By PRATCH RUJIVANAROM
ACADEMICS HAVE urged authorities to reform the migrant worker registration system and register all workers in a social security scheme to address the roots of chronic problems.
The Labour Rights Promotion Network (LPN) yesterday arranged a seminar at Chulalongkorn University involving migrant labour representatives, NGOs and the business sector to solve problems related to the management of migrants in Thailand.
A key conclusion of the seminar was that the government should establish an integrated and up-to-date migrant worker database to address chronic problems.
LPN deputy committee chairman Surapong Kongchantuk said problems resulted because authorities had not registered migrant workers in a central database, leaving people with an ambiguous status that led to human trafficking and corruption.
“The effort by the Labour Ministry to buy retina scanning machines is not a solution for migrant worker identification. Instead of letting the Labour Ministry establish a migrant worker database, we should let the Registration Administration Bureau do this task by using fingerprint identification,” Surapong said.
He added that the Registration Administration Bureau could conduct worker registration in a centralised database, which every official agency could access.
That would make it much easier for authorities to check and monitor all workers in the country and prevent identity theft, he said.
Fingerprint technology was already good enough for biometric identification, he said, while retina scans were both unnecessary and entailed extravagant expenses involved in purchasing the equipment.
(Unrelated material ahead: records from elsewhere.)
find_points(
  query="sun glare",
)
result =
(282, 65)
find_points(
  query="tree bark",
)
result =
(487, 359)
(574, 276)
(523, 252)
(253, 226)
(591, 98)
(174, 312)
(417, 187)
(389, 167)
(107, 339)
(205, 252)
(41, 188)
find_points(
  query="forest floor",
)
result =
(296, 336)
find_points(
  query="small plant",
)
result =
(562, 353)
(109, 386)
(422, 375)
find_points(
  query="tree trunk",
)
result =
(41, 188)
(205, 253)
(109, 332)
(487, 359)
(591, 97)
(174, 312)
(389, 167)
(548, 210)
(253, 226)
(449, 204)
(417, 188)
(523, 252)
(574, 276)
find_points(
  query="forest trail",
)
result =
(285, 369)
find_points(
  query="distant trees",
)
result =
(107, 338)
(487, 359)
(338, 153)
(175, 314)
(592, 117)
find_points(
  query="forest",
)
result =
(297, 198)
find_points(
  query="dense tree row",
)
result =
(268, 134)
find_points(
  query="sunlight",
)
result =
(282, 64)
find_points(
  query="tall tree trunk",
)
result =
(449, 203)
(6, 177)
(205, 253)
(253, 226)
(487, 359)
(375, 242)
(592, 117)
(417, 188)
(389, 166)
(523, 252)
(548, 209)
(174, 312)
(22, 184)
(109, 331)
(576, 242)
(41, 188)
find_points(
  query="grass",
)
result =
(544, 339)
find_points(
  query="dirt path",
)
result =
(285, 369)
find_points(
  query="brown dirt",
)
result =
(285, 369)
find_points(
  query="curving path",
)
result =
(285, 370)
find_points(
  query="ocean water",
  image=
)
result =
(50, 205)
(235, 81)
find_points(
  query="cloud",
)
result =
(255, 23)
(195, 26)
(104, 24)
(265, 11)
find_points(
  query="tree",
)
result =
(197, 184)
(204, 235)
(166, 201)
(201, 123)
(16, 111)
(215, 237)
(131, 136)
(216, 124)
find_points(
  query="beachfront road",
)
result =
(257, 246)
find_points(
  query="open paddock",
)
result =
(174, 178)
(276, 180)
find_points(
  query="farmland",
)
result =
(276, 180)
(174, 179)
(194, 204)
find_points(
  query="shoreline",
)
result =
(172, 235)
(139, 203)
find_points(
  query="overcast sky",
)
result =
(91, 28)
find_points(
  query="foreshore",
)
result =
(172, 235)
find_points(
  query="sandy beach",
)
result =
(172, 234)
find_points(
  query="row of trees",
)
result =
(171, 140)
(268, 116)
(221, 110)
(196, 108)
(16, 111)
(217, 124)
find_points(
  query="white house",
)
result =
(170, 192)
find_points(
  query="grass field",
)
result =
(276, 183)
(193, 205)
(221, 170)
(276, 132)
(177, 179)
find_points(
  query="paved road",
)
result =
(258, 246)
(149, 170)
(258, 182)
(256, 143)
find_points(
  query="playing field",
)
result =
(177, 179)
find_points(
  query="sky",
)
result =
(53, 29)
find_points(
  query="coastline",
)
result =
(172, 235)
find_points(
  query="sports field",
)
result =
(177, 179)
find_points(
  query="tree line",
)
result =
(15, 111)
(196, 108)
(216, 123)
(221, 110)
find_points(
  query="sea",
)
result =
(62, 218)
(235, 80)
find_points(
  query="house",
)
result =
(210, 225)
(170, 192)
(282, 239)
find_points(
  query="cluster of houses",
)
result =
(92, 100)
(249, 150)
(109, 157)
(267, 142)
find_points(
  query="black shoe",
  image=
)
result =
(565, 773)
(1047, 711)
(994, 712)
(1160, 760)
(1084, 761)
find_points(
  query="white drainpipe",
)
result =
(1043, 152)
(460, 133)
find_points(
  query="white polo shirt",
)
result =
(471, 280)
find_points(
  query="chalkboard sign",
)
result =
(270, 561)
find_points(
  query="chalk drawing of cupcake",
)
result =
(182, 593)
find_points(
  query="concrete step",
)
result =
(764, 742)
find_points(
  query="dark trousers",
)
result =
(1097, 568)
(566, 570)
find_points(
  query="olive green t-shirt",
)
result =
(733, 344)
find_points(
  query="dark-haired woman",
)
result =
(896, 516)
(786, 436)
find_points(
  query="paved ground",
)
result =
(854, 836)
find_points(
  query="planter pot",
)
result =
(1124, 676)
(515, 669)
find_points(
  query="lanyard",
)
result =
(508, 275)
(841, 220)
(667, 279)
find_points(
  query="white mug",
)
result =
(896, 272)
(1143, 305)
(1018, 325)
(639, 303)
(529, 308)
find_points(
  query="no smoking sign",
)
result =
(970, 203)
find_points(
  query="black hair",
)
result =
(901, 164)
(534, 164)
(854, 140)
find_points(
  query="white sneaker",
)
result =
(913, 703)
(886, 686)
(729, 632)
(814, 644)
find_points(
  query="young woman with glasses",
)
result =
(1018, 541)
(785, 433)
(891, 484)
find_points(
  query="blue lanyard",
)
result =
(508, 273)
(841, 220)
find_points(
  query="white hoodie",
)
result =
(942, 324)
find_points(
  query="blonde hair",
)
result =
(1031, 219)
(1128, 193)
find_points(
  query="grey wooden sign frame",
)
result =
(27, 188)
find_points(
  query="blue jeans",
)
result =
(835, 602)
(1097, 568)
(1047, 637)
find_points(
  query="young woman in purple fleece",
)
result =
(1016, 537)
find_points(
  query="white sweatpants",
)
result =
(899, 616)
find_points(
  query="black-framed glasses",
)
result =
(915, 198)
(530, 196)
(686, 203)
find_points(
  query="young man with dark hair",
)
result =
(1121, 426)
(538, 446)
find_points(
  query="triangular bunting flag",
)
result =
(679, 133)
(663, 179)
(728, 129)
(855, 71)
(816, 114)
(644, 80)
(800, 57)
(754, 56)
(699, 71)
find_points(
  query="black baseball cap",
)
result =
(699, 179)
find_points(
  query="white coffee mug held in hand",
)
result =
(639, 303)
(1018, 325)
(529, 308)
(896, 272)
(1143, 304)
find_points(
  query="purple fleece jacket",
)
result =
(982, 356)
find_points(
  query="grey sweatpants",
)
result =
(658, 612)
“The government should open a new easy and convenient registration system for migrant workers and collect their information in a central database. This is a practical way to manage migrant workers and boost national stability,” Surapong said.
Supang Chantavanich, a professor of sociology with the Asian Research Centre for Migration at Chulalongkorn University, said authorities had three separate databases recording workers’ details at the Immigration Bureau, Labour Ministry and Interior Ministry.
However, the databases were incapable of communicating with each other, she said, arguing that they should be integrated with data stored using blockchain technology, which involves a networked decentralised digital ledger that can be accessed from multiple terminals. That way, information could be updated and shared between agencies, she added.
“The government can use this integrated database to issue an identification document for people who reside in Thailand for migrant work, which places them under the monitoring of the Thai government and makes the management of migrant workers more efficient,” she said.
Former Democrat Party MP Atthawit Suwanpakdee said the government effort to solve migrant worker problems by enforcing memorandums of understanding governing work permits was not an efficient solution.
He suggested that migrant workers should register in the social security scheme to ensure their welfare, while authorities could use the social security numbers for identification and monitoring.
“We opened the registration to migrant workers several times, but every time the information was not properly updated. Using the social security system to verify and collect their identities would be a much better way, as the information of each worker would be regularly updated,” Atthawit said.